IMF concludes 4th review in Egypt, applauds reform progress amid external pressures
An International Monetary Fund (IMF) mission, led by Ivanna Vladkova Hollar, concluded its visit to Egypt on November 20 after two weeks of in-person discussions with Egyptian authorities. The visit, which ran from November 6-20, focused on the fourth review under the Extended Fund Facility (EFF) and was crucial for assessing Egypt’s economic progress and reform efforts.
At the close of the mission, Hollar issued a statement on Wednesday highlighting significant progress in policy discussions. The talks included in-depth consultations about Egypt’s medium-term economic challenges and opportunities, as well as measures aimed at addressing climate change risks. A key focus was on Egypt’s request to access the IMF’s Resilience and Sustainability Facility (RSF) to help the country bolster its economic resilience.

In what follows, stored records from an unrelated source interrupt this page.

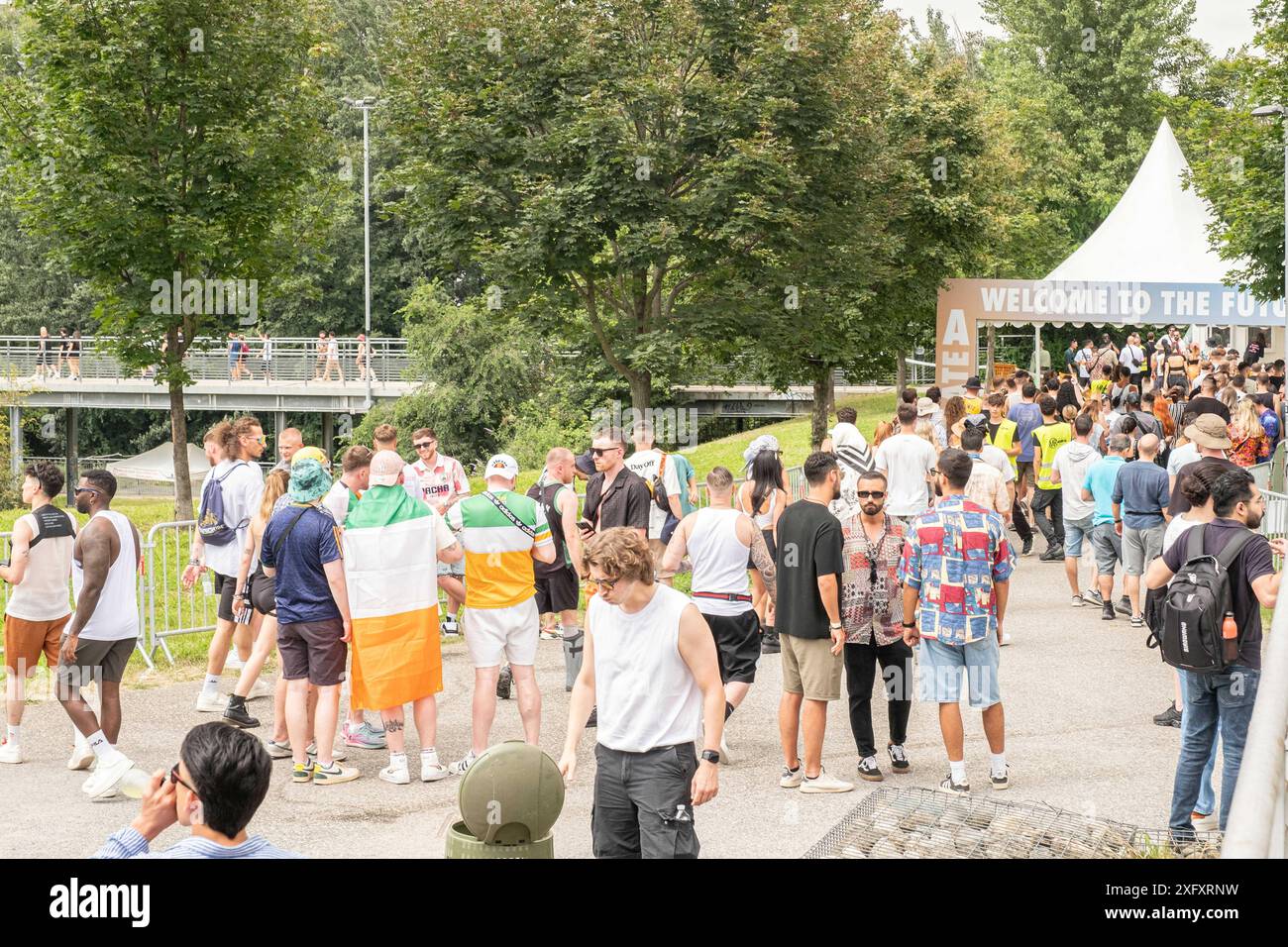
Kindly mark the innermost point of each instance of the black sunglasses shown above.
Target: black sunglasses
(178, 780)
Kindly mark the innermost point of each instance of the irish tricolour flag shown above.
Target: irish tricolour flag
(390, 567)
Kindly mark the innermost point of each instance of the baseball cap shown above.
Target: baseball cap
(385, 468)
(501, 466)
(1210, 431)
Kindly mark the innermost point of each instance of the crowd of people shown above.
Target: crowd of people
(894, 552)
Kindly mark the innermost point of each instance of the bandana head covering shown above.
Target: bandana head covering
(309, 480)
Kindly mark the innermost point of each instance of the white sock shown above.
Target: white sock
(958, 771)
(103, 751)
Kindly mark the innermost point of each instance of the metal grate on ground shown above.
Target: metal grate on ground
(927, 823)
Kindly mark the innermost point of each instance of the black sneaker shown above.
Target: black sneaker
(236, 714)
(870, 771)
(898, 758)
(1168, 718)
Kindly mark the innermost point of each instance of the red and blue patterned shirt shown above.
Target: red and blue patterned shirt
(953, 556)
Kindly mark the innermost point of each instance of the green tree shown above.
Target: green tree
(1236, 159)
(636, 162)
(155, 137)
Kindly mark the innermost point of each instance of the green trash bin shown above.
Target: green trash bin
(509, 799)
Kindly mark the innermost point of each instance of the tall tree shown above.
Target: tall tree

However, the outlook remains “challenging” for Egypt, which is grappling with the wider regional impact of geopolitical tensions. Ongoing conflicts in Gaza and Israel, coupled with trade disruptions in the Red Sea, have led to a sharp decline in Suez Canal receipts—an important foreign currency source for the Egyptian economy. The IMF reported a drop of up to 70 per cent in canal revenues, compounded by the rising number of refugees, which is placing additional strain on Egypt’s fiscal resources, especially in sectors like health and education.
Despite these challenges, the IMF noted that Egypt’s authorities have made strides in stabilising the economy. Notably, the unification of the exchange rate in March helped eliminate a backlog in foreign exchange demand, easing the country’s import process. The Central Bank of Egypt (CBE) reiterated its commitment to a flexible exchange rate regime, which helps shield the economy from external shocks. Moreover, tight monetary policies have contributed to controlling inflation, though the IMF cautioned that inflationary pressures may temporarily persist due to administrative price hikes.
The IMF emphasised that continued fiscal discipline and efforts to mobilise domestic revenues are essential to reduce public debt vulnerabilities. The authorities were encouraged to expand the social safety net and focus on containing fiscal risks, particularly those linked to the energy sector.
A major highlight of the mission was the focus on private sector development as a key driver of Egypt’s future growth. Hollar expressed strong support for Egypt’s plans to reform its tax system, streamline customs procedures, and improve trade facilitation. The IMF mission encouraged authorities to accelerate privatisation efforts and reduce the state’s involvement in the economy, emphasising the need for a level playing field to foster private sector investment.
Tax reform was another priority, with the IMF and Egyptian authorities agreeing that a fairer, more inclusive tax system is vital to enhancing domestic revenue mobilisation. This would create fiscal space to fund critical public spending, especially in health, education, and social programs, while also reducing the burden of public debt. The mission called for a reduction in tax exemptions rather than increases in tax rates to improve equity and broaden the tax base.
In line with these reforms, strengthening the social safety net—particularly Egypt’s conditional cash transfer programme—was seen as key to mitigating the effects of high living costs and recent energy price hikes on vulnerable populations. This would help protect those most affected by the tight fiscal policies currently in place.
As Egypt continues to navigate a challenging external environment, the IMF mission stressed the importance of staying on course with ongoing reforms to safeguard the country’s economic stability and ensure long-term growth.
“Discussions will continue over the coming days to finalise agreement on the remaining policies and reforms that could support the completion of the fourth review.” the IMF mission statement concluded.